Can Refinancing My Auto Have a Negative Credit Impact?
Auto refinancing does not always lead to savings. If you are not careful, you could end up paying more than you would have on your original car loan. This is most likely to occur if your new loan stretches your payments over a longer period. For example, perhaps your original loan was due to be paid back over 63 months, while your new loan has an 84-month repayment term.
A longer repayment term can lower your monthly payment, which might fool you into thinking you are paying less for the loan. Because you will be making many more payments under your new loan, however, you will pay more in interest costs over the life of the new loan.
Another example of where a refinancing might not pay off is if your original loan terms state that you will have to pay a prepayment penalty if you pay off the original car loan early.
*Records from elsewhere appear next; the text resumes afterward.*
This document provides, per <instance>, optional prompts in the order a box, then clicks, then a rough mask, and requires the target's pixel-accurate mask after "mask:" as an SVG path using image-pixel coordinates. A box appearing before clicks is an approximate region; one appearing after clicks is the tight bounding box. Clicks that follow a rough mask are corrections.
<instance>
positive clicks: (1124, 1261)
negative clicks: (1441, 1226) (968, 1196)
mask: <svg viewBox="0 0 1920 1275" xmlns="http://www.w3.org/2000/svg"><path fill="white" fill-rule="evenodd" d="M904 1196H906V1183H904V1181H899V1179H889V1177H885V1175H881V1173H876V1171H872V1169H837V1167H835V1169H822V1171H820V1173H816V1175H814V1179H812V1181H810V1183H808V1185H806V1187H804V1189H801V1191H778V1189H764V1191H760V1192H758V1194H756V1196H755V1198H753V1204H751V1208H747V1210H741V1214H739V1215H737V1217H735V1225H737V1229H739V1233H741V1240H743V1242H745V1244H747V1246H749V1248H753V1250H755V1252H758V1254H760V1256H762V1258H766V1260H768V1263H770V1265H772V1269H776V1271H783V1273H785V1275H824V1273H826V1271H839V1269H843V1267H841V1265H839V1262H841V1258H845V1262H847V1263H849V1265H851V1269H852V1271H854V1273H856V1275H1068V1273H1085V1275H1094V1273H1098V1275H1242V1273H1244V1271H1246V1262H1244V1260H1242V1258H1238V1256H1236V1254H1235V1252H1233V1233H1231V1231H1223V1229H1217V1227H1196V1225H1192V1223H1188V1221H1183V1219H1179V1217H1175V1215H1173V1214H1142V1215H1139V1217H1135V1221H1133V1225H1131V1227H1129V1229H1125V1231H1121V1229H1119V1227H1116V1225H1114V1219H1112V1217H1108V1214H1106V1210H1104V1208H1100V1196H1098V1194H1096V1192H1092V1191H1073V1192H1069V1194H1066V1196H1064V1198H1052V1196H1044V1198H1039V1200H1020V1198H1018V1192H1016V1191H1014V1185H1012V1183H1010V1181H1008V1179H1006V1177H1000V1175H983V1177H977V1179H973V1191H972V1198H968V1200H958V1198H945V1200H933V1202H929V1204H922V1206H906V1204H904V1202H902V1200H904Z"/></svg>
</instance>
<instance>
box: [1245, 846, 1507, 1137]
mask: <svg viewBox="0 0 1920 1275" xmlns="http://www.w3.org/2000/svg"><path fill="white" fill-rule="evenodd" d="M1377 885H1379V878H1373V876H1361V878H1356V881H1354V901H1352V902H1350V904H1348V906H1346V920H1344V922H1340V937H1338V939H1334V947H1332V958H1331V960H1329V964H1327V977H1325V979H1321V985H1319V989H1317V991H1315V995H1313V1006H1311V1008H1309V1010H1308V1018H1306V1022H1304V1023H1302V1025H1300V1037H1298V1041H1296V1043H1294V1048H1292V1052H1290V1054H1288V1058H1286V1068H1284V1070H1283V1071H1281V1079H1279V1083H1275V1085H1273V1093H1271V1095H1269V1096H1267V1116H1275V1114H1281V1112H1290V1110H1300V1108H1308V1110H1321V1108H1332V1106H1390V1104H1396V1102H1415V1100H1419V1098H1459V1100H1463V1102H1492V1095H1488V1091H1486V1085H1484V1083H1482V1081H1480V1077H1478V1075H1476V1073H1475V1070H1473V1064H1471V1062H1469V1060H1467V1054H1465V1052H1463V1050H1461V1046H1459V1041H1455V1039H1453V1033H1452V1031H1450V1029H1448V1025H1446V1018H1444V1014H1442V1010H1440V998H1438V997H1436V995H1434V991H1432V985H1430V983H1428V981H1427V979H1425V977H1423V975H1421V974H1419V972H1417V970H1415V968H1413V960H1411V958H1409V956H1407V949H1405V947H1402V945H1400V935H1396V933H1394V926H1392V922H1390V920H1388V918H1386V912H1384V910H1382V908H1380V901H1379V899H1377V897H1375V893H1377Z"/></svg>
Each lender has its own rules for when it will or will not refinance. For example, you might not be able to refinance if your car is too old or if it has too many miles. Check with a lending specialist to be certain about the loan terms.
Will Refinancing My Auto Loan Improve My Credit?
Keeping your credit score high is the key to getting the best terms on any loan, including an auto loan refinance. You may wonder if refinancing a loan can boost your credit score. The complicated answer is “no” and “yes.”
You May Have A Temporary, Modest Credit Score Dip
When hard inquiries appear on your credit report, your score is likely to fall slightly. In the short term, refinancing your auto loan is more likely to hurt your credit score than to help it, even if the dip is modest and temporary. Experian, Equifax, and TransUnion (the “big three” credit-reporting agencies) agree an auto loan refinance will likely lower your credit score modestly.
Why does your score dip? Because when you shop for a refinance loan, you likely will compare offers from various lenders to make sure you find the best terms with the lowest rate. Each lender you apply with requests a credit check that results in what is known as a “hard inquiry.”
Then, when you finally accept a loan offer, your score will fall a little more. The drop in both cases results from the fact that you are applying for and being granted new credit. As your debt burden rises, so does your statistical likelihood of missing your next payment.
Returning Your Credit to Normal and Beyond
Experian also notes that the reduction in your credit score is a small price to pay for getting a new loan with a lower rate that could save you a lot of money over time. Even better, as long as you make your payments regularly and on time, your credit score should bounce back within a few months. It may even rise since you are handling your new debt responsibly.
One important thing to note: As long as you complete all loan shopping within a few weeks, all the lender inquiries into your credit profile will count as a single “hard inquiry.” Although this will hurt your credit slightly, you do not have to fear that your score will dip every time a lender makes a new inquiry.